Water, water, every-wear, not counting what we drink

Your Water Footprint book coverIf you wear jeans, you wear water. It takes 2,000 gallons of water to make that pair of denim waist-to-ankle coverings, and another 650 gallons for the T-shirt to top the ensemble.

Growing, processing and shipping the coffee from a mountain producer to the cup you held while deciding which T-shirt and jeans to wear used another 37 gallons of water. The medium burger and fries you may have for lunch adds another 673 gallons, most of it expended in watering the growing beef and potatoes, then processing the harvest into food you can grab onto.

A book by Canadian environmental journalist Stephen Leahy, titled “Your Water Footprint; the Shocking Facts About How Much Water We Use to Make Everyday Products,” offers, in narrative and easy to understand graphics, the story of “virtual water” consumption. Virtual water is the water we do not realize we have used as we go about our daily lives.

We often hear that human homes use about 100 gallons-a-day of fresh water for each resident. That includes washing clothes and dishes, flushing the toilet, showering, and yes, even drinking that wonderful life-sustaining combination of hydrogen and oxygen atoms. Among what it does not include is the more than 4,000 gallons of “virtual water” required to provide for dinner a two-pound piece of beef – water the beef critter drinks as well as water to raise the grain and corn the animal eats, and then the water used to process the meat and transport it to the dinner table.

In nearly 150 pages, Leahy has compiled and indexed some surprising truths about our water use. For instance, the 17-ounce bottle of water we pop open on a hot day requires about 1.3 gallons of water to make – before it is filled with water to drink. He says “an incredible 357 billion liters (15 billion gallons) of water is consumed to make the plastic bottles Americans drink from every year.”

All but 2.5 percent of the planet’s water supply is salt water.

“Put another way, if the world’s water filled an 18-liter (5-gallon) water cooler bottle, the available fresh water would contribute only three teaspoons,” Leahy says.

Most of what is fresh water is frozen in glaciers and snowpacks. California offers a prime example of what happens when there is no snowpack in the mountains. A warming planet has changed air currents, and relatively little rain has fallen. Worse, winter snows have been far below normal, and it is the snowpack in the Sierra Mountains that melts in Spring and Summer and fills the state’s rivers and reservoirs.

According to a National Geographic story earlier this month, 11 of the past 15 years have been abnormally dry in California – four of them declared drought. A recent statewide survey revealed snowpack serving the Golden State to be less than 20 percent of its multi-decade average.

I knew there was a reason to like my stainless steel water bottle, beyond its obvious ability to keep my water cold. But I have to admit never thinking about water and my cell phone – which consumes about 240 gallons in the making; fortunately, I need only one every couple years.

About two billion people worldwide are affected by water shortages every year. Tribes in Yemen fight over water sources becoming increasingly scarce.
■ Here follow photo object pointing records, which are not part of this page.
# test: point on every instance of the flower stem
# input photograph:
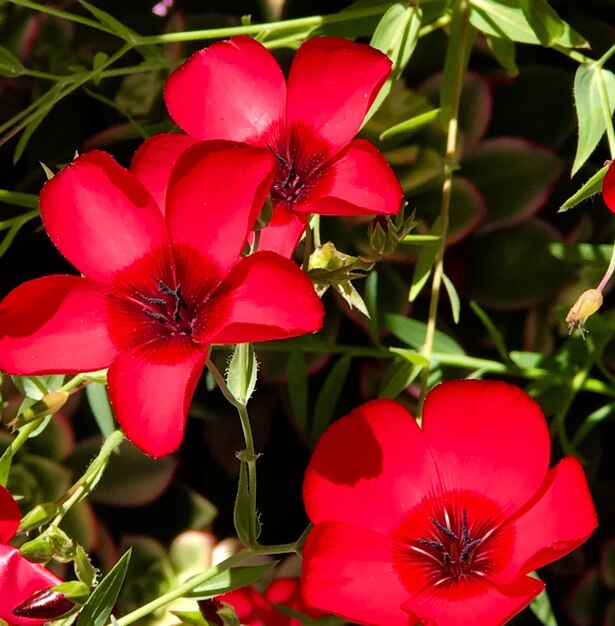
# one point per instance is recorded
(452, 84)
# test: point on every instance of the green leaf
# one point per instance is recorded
(97, 609)
(298, 388)
(541, 607)
(453, 296)
(231, 579)
(412, 332)
(504, 51)
(10, 65)
(399, 375)
(587, 190)
(508, 20)
(396, 35)
(328, 397)
(98, 399)
(589, 80)
(241, 372)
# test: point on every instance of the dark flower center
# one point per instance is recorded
(451, 549)
(168, 307)
(297, 170)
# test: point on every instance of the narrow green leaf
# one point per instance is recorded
(453, 296)
(396, 35)
(504, 51)
(10, 65)
(246, 524)
(587, 190)
(298, 388)
(241, 372)
(231, 579)
(589, 79)
(97, 609)
(412, 125)
(424, 263)
(541, 607)
(328, 397)
(98, 399)
(490, 327)
(412, 333)
(399, 375)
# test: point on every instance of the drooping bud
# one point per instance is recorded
(44, 604)
(587, 304)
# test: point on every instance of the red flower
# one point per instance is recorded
(259, 609)
(439, 525)
(608, 187)
(155, 293)
(19, 578)
(236, 90)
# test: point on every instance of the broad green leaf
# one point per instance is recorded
(453, 297)
(97, 609)
(508, 20)
(504, 52)
(10, 65)
(396, 35)
(98, 399)
(328, 397)
(412, 333)
(587, 190)
(592, 83)
(231, 579)
(298, 387)
(241, 372)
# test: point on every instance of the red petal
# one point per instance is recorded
(369, 468)
(283, 232)
(150, 389)
(494, 606)
(19, 579)
(154, 160)
(215, 194)
(358, 182)
(608, 188)
(10, 515)
(477, 430)
(55, 324)
(264, 297)
(349, 571)
(559, 519)
(331, 85)
(100, 217)
(231, 90)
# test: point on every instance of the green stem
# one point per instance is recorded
(84, 486)
(454, 72)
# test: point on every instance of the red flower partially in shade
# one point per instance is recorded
(156, 292)
(235, 90)
(439, 525)
(259, 609)
(19, 578)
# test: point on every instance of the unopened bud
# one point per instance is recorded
(44, 604)
(587, 304)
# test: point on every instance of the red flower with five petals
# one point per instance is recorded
(19, 578)
(439, 525)
(157, 289)
(235, 90)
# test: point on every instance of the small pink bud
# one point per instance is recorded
(44, 604)
(587, 304)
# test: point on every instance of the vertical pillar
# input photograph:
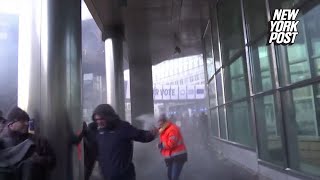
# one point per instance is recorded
(52, 89)
(61, 81)
(140, 65)
(114, 74)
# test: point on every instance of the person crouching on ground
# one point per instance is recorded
(172, 147)
(23, 156)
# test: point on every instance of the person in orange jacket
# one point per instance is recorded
(172, 147)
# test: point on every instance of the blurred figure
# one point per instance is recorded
(113, 139)
(2, 122)
(172, 147)
(204, 123)
(90, 147)
(23, 156)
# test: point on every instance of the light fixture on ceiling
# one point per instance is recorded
(177, 50)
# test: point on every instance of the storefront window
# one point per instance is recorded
(270, 143)
(222, 123)
(255, 13)
(260, 59)
(302, 121)
(9, 43)
(230, 28)
(235, 80)
(219, 88)
(212, 93)
(209, 51)
(239, 124)
(301, 60)
(214, 122)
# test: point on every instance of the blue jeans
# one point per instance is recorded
(174, 169)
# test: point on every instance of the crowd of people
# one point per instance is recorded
(108, 140)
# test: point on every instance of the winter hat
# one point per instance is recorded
(17, 114)
(107, 111)
(163, 117)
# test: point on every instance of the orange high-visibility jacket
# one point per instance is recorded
(172, 140)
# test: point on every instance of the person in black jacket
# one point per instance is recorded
(113, 139)
(23, 156)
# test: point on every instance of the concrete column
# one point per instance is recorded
(51, 89)
(114, 74)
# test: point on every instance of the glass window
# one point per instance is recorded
(230, 28)
(301, 60)
(9, 43)
(260, 59)
(240, 128)
(302, 112)
(235, 80)
(255, 13)
(222, 123)
(214, 122)
(219, 88)
(269, 134)
(212, 93)
(209, 52)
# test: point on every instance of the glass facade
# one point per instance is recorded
(271, 92)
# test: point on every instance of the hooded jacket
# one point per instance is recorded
(115, 144)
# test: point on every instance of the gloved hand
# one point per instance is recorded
(160, 146)
(154, 131)
(37, 159)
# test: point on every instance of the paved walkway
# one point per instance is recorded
(202, 165)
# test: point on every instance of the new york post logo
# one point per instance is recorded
(283, 27)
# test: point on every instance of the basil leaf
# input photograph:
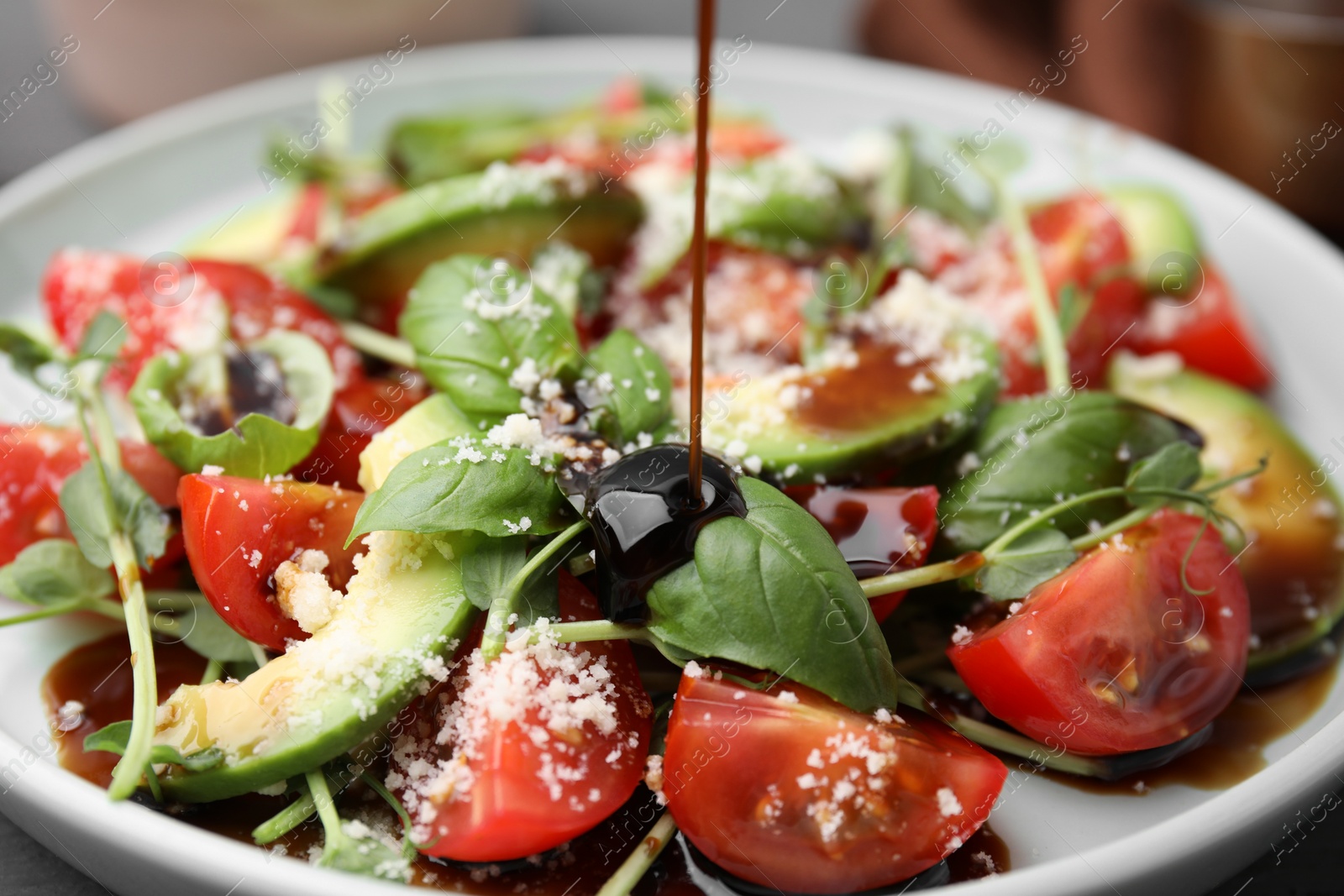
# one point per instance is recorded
(772, 591)
(54, 571)
(104, 338)
(259, 445)
(488, 570)
(628, 385)
(1034, 453)
(1173, 466)
(783, 203)
(1034, 558)
(138, 515)
(114, 738)
(27, 352)
(443, 490)
(474, 322)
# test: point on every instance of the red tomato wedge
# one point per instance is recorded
(1115, 654)
(34, 465)
(790, 790)
(1209, 331)
(237, 531)
(878, 531)
(538, 746)
(163, 302)
(360, 411)
(1079, 241)
(1081, 248)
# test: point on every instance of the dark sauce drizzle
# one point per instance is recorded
(645, 521)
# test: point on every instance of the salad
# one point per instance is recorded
(386, 479)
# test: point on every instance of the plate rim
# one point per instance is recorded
(1198, 831)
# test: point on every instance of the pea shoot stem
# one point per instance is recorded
(286, 820)
(380, 344)
(1053, 352)
(105, 454)
(326, 806)
(638, 862)
(506, 604)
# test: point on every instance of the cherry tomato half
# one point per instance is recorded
(790, 790)
(161, 304)
(239, 531)
(1115, 654)
(541, 746)
(1209, 331)
(34, 465)
(878, 531)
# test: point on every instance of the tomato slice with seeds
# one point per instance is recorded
(237, 531)
(878, 531)
(360, 411)
(1210, 332)
(539, 746)
(1115, 654)
(34, 465)
(788, 789)
(163, 304)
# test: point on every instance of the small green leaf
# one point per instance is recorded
(104, 338)
(212, 637)
(87, 511)
(27, 352)
(772, 591)
(1003, 157)
(363, 855)
(1173, 466)
(488, 570)
(114, 738)
(629, 385)
(476, 320)
(1034, 558)
(259, 445)
(54, 571)
(444, 490)
(111, 739)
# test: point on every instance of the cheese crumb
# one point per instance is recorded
(302, 591)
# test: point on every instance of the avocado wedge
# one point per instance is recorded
(405, 610)
(1289, 513)
(880, 405)
(504, 210)
(1163, 244)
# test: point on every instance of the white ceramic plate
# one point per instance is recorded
(144, 187)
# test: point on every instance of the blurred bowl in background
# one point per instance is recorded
(1265, 100)
(136, 56)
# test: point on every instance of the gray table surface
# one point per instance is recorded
(1314, 868)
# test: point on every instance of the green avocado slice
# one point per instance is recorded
(879, 407)
(403, 611)
(1163, 242)
(504, 210)
(1290, 513)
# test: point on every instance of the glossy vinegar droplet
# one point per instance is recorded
(645, 523)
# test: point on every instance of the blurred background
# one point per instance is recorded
(1253, 86)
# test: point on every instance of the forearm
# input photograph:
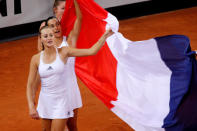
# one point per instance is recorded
(77, 9)
(96, 47)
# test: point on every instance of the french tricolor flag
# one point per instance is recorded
(150, 84)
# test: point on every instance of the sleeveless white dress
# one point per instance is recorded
(71, 80)
(54, 99)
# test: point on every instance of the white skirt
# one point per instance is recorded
(56, 106)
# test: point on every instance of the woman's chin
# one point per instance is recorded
(50, 45)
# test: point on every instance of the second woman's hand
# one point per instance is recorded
(108, 33)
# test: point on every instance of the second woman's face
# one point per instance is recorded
(56, 27)
(47, 37)
(59, 10)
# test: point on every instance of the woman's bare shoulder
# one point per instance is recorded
(36, 58)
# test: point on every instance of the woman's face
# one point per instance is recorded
(47, 37)
(59, 10)
(56, 27)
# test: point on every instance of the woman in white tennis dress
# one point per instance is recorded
(54, 101)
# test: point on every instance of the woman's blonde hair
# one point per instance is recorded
(56, 3)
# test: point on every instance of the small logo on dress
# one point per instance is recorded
(50, 68)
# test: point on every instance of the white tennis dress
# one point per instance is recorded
(71, 80)
(54, 99)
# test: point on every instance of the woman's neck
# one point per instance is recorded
(58, 41)
(49, 51)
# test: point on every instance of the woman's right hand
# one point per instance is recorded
(34, 114)
(108, 33)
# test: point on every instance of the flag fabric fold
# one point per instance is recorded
(146, 82)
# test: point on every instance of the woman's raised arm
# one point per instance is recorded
(70, 52)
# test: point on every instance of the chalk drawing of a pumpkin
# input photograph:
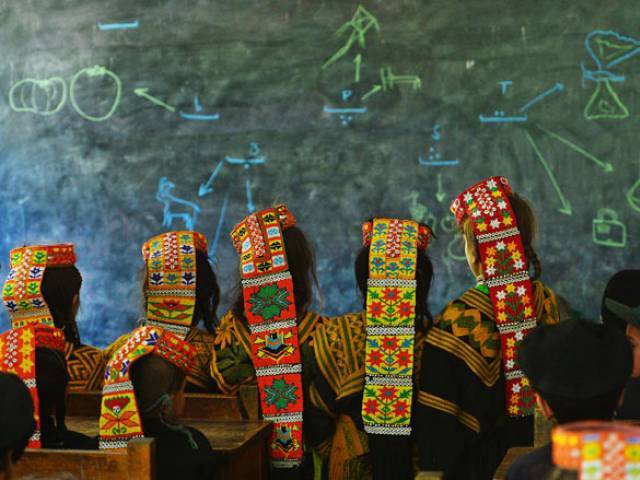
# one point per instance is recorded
(42, 97)
(95, 77)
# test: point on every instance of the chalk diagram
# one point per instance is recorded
(356, 30)
(607, 49)
(176, 208)
(254, 157)
(48, 96)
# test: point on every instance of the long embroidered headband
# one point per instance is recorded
(506, 272)
(391, 302)
(171, 279)
(22, 292)
(119, 416)
(270, 309)
(18, 356)
(598, 450)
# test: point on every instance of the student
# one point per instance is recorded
(621, 309)
(578, 370)
(595, 450)
(34, 348)
(60, 287)
(278, 272)
(473, 402)
(195, 303)
(17, 422)
(143, 396)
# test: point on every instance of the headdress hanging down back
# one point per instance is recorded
(270, 309)
(390, 321)
(171, 279)
(598, 450)
(120, 419)
(31, 320)
(506, 273)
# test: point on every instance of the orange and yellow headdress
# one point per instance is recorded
(171, 279)
(270, 309)
(506, 274)
(391, 305)
(31, 320)
(119, 417)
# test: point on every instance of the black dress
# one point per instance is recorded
(176, 457)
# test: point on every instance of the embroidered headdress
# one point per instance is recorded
(119, 417)
(390, 323)
(270, 309)
(598, 450)
(506, 273)
(31, 320)
(171, 279)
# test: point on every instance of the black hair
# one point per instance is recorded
(302, 267)
(207, 293)
(52, 379)
(59, 286)
(152, 377)
(601, 407)
(424, 277)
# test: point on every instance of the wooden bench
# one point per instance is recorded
(240, 445)
(204, 406)
(136, 462)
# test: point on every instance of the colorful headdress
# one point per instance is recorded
(270, 309)
(598, 450)
(119, 417)
(506, 273)
(22, 292)
(391, 305)
(31, 320)
(18, 356)
(171, 279)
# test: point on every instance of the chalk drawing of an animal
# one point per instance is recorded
(190, 210)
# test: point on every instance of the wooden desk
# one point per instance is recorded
(240, 445)
(512, 455)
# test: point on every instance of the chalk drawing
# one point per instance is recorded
(188, 211)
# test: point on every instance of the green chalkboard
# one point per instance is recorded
(121, 119)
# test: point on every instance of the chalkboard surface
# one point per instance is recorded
(122, 119)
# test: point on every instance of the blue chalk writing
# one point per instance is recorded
(190, 210)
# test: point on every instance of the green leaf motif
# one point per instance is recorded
(269, 301)
(280, 394)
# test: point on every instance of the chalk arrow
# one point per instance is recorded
(207, 187)
(144, 93)
(440, 193)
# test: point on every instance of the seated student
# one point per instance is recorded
(143, 395)
(34, 348)
(182, 314)
(17, 422)
(578, 370)
(621, 309)
(60, 282)
(474, 403)
(595, 450)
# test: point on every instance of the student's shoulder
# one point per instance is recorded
(533, 466)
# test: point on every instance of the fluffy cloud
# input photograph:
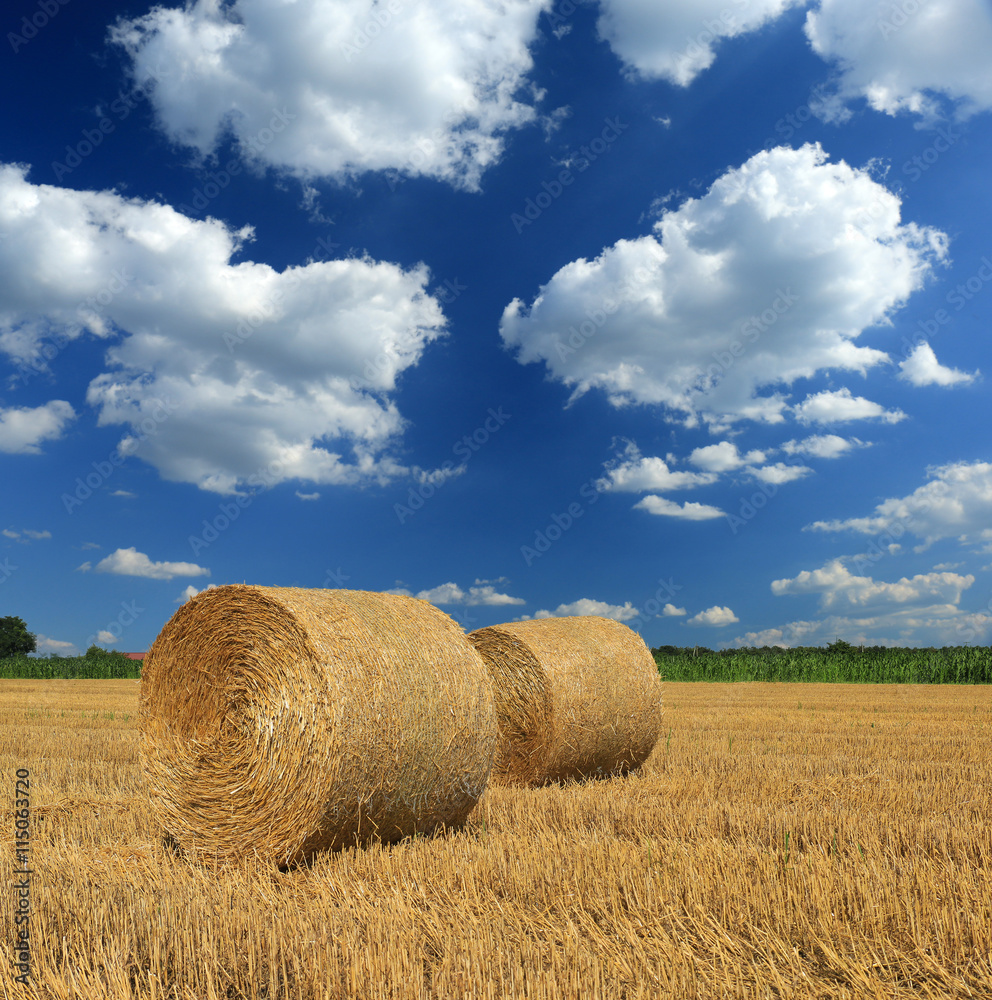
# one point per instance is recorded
(26, 535)
(716, 616)
(336, 87)
(130, 562)
(903, 57)
(836, 585)
(22, 429)
(635, 474)
(451, 593)
(226, 372)
(923, 368)
(955, 503)
(587, 606)
(839, 406)
(191, 591)
(940, 625)
(688, 511)
(822, 446)
(769, 277)
(723, 457)
(675, 40)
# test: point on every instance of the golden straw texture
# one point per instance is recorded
(279, 721)
(575, 697)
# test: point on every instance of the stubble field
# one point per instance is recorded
(784, 840)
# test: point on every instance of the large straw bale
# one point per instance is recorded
(575, 697)
(283, 721)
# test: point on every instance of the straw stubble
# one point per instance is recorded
(278, 722)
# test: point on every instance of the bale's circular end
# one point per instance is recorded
(279, 721)
(575, 697)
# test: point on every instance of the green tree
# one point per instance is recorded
(15, 639)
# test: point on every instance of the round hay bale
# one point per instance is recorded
(279, 722)
(575, 698)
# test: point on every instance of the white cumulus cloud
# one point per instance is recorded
(333, 88)
(223, 373)
(24, 428)
(717, 616)
(955, 503)
(130, 562)
(688, 511)
(634, 473)
(769, 277)
(923, 368)
(676, 40)
(838, 586)
(838, 406)
(906, 56)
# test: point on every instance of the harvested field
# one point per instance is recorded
(782, 840)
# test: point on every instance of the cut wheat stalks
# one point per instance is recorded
(575, 697)
(278, 722)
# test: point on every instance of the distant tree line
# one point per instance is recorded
(839, 661)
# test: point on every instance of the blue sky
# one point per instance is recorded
(676, 312)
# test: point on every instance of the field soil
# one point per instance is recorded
(783, 840)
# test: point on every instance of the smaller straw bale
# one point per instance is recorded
(278, 722)
(575, 698)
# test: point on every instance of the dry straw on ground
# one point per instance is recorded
(576, 697)
(279, 721)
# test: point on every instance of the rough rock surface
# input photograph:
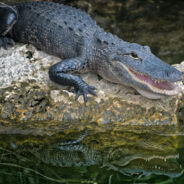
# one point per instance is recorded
(30, 102)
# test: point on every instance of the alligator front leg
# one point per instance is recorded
(61, 74)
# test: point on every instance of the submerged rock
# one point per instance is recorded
(30, 102)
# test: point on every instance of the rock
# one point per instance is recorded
(31, 103)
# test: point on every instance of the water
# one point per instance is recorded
(85, 157)
(108, 157)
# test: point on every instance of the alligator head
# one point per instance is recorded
(8, 17)
(136, 66)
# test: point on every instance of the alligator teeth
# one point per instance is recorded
(156, 86)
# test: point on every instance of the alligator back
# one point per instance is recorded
(57, 29)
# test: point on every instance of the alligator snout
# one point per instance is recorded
(173, 75)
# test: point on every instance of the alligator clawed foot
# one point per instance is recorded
(5, 42)
(84, 90)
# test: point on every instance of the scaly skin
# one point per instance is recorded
(72, 35)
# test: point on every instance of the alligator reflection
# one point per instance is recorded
(135, 155)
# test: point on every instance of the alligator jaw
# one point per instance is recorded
(158, 88)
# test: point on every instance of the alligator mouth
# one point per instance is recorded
(161, 87)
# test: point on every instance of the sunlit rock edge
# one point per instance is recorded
(29, 99)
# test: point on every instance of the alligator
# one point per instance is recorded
(83, 46)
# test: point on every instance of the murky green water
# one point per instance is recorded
(85, 157)
(110, 157)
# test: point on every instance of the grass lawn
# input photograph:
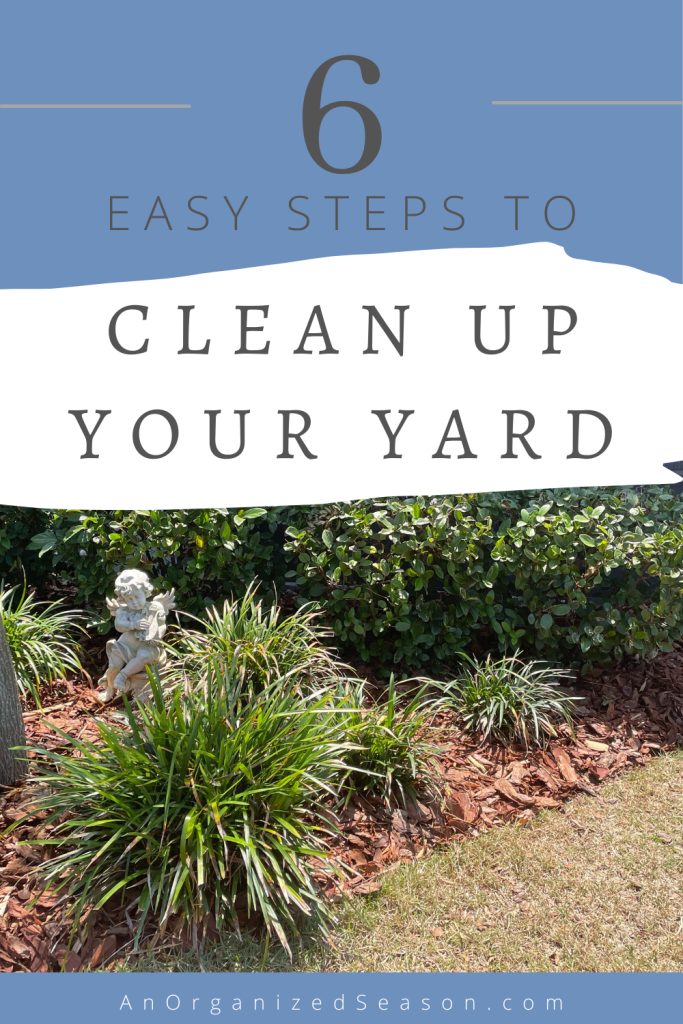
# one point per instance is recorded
(598, 888)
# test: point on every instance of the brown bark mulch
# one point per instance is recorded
(631, 713)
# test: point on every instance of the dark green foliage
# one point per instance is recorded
(17, 555)
(510, 700)
(573, 576)
(206, 554)
(577, 576)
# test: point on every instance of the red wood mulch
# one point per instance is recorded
(631, 713)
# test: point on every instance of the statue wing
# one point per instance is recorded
(166, 600)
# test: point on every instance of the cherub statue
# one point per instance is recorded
(141, 622)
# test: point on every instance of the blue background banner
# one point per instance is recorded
(244, 68)
(369, 998)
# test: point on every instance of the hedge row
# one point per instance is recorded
(577, 576)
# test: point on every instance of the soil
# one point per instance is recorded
(630, 714)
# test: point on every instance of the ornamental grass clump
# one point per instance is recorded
(41, 639)
(200, 800)
(509, 699)
(388, 757)
(261, 644)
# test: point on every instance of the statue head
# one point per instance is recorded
(132, 588)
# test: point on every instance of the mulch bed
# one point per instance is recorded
(631, 713)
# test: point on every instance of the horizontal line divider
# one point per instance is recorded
(94, 107)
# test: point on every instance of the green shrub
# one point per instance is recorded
(41, 642)
(388, 757)
(18, 559)
(510, 700)
(198, 801)
(572, 576)
(569, 574)
(205, 554)
(260, 642)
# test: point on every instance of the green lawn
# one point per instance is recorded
(598, 888)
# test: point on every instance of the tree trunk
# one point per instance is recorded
(12, 732)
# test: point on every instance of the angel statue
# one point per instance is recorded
(141, 622)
In Brazil, where summer is drawing to its end, a drought has assaulted much of the country. Water experts estimate that by 2025 three in five people may be living with fresh water shortages.

Leahy notes 40 percent of industrial water consumption is used to cool power plants. “Virtual water”  is consumed in virtually everything, from raising and processing food to cooling electricity plants.

“Your Water Footprint: The Shocking Facts About How Much Water We Use to Make Everyday Products” is available from Amazon, Barnes & Noble and numerous other booksellers. It is a worthy read, full of useful trivia about water use – and might encourage a little more care in protecting what remains.

2 thoughts on “Water, water, every-wear, not counting what we drink”

  1. Interesting facts, John. I have to digest this info before I take further steps. I use reusable water bottles and just try to be aware of waste. At this point, I’m not sure what else to do.

    1. Until I got into stainless, I just refilled my plastic bottle. But stainless double wall keeps the contents hot or cold, doesn’t sweat, and as far as I know at this point doesn’t react chemically with cold drinks (like BPA or BPS).